Alas! Our Winter CSA ended last week. I’m determined to see how long I can stretch the remaining (overflowing) bins of rutabata, parsnips, potatoes, carrots, turnips, radishes, beets, squash and onions. I’ve also planned ahead, and stocked the freezer with a few nights worth of greens, brussel sprouts, tomato sauce, and other treasures. The cupboards are bulging with applesauce (I went overboard) and a few jars of peaches, peach sauce, plum jam and other reminders of weather to come.
Here’s a toast to the last of our greens; a nice and novel invention for kale. Try it!

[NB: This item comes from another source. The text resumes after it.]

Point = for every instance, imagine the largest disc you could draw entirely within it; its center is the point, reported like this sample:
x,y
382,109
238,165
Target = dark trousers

Kalamata-Masala Kale Salad
- Yield: 4 servings 1x
- 1 bunch winter greens like kale or mustard greens, coarsely chopped
- 1 small yellow onion, chopped
- 2–3 cloves garlic, minced
- 1/2 cup kalamata olives, pitted and coarsely chopped
- 2 tablespoons sun-dried tomato olive oil
- 1 tablespoons apple cider vinegar
- 1 teaspoon honey
- 1/4 teaspoon Garam masala
- 1/4 teaspoon sea salt
- sprinkle of freshly ground black pepper
- Preheat the oven to 300. Rinse the greens and dry by laying out on a tea towel or using a salad spinner. Prepare the onion, garlic and olives and set aside. Whisk together the rest of the ingredients in a bowl. Mix everything together in a big bowl and spread out on a baking tray.
- Bake for about 15 minutes, or just until kale becomes slightly crispy. Check. I ended up burning this dish to a crisp, beyond kale chips. Though even burnt, spiced kale is delicious – so we ate it. Don’t fall prey to a careless lapse in time. (Funnily enough, the evidence disappeared from my camera, but I promised to share my blunder.)